Il GPGPU in fase di sviluppo supporta architetture a 32 e 64 bit del set di istruzioni RISC-V RV32IMF e RV64IMAFD, e può includere memoria condivisa opzionale, cache di livelli L1, L2 e L3, oltre a un numero configurabile di core, blocchi di attività (warps) e thread. Inoltre, per ogni core è prevista la possibilità di abilitare un numero configurabile di ALU, FPU, LSU e SFU. Per la creazione di prototipi possono essere utilizzati FPGA di Xilinx e Altera, mentre per la simulazione del funzionamento del chip si impiega Verilator (simulatore Verilog), RTLSIM (simulazione RTL) e SimX (simulazione software).

Per lo sviluppo di applicazioni, è disponibile un toolkit che include versioni di PoCL (compilatore e runtime OpenCL) adattate per lavorare con Vortex, oltre a LLVM/Clang, GCC e Binutils. Il progetto supporta la specifica OpenCL 1.2 e, tramite la traduzione in OpenCL, offre supporto per la rappresentazione intermedia degli shader SPIR-V.

Tra le novità in Vortex 3.0:

  • È stato aggiunto uno stack grafico hardware che include blocchi per la rasterizzazione, il layering delle texture e la fusione dell'output (OM — Output Merger).
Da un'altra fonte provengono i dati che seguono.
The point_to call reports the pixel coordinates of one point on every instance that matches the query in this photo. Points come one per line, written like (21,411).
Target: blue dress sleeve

Per Mesa, basato sullo stack grafico implementato e sul rasterizzatore software lavapipe, è stato preparato un driver Vulkan vortexpipe.
  • Le funzionalità del cuore tensoriale, progettato per accelerare l'esecuzione dei modelli di machine learning, sono state ampliate con il supporto per la sparsità strutturale (structured sparsity) al fine di comprimere le matrici dei pesi.
  • È stata implementata l'operazione WGMMA (moltiplicazione di matrici a livello di gruppo warp) per la moltiplicazione delle matrici in modo asincrono.
  • È stato aggiunto il motore DXA (Data Transfer Acceleration) per accelerare il trasferimento di dati dalla memoria globale alla memoria locale.
  • È stata implementata una nuova architettura basata su un processore di comandi (CP, Command Processor) e un gestore hardware dei nuclei di calcolo (KMU — Kernel Management Unit), che consente di trasferire al chip le operazioni di gestione dei flussi di calcolo.
  • È stata proposta una nuova libreria runtime che opera in modalità non bloccante e fornisce astrazioni tradotte in comandi hardware eseguiti in modo asincrono. Supporta code, eventi, moduli e sincronizzazione basata su barriere asincrone con semantica arrive/wait/event.
  • Aggiunta la supporto per le istruzioni abbreviate RISC-V (RVC).
  • Implementato il supporto hardware per operazioni atomiche (Hardware Atomics).
  • Completamente riprogettato l'FPU e proposti nuovi blocchi moltiplicatori (Wallace-tree, Folded-radix) e sommatori (Kogge-Stone).
  • Aggiunto uno stack di memoria virtuale basato su un'unità di gestione della memoria (MMU) con supporto per un'architettura di indirizzamento virtuale a 32 bit SV32.
  • Supporto per l'estensione RISC-V Zicond con implementazione delle operazioni condizionali.
  • Integrata la gestione del clock (clock gating).
  • Implementato il supporto per il linguaggio HIP (Heterogeneous Interface for Portability) attraverso il framework chipStar, che traduce HIP in SPIR-V.
  • È stata garantita un'integrazione completa con il simulatore GEM5 e aggiunta la compatibilità con il simulatore SimX basato sull'architettura TLM (Transaction-Level Modeling).
  • È stata aggiunta la supporto per gli strumenti Synopsys e Yosys per la sintesi logica dei chip, insieme alla compatibilità con le librerie di elementi standard ASAP7 (7nm), SAED14 (14nm) e NanGate (15nm).
  • Il toolkit di riferimento è stato aggiornato a LLVM 20 e POCL 7.0.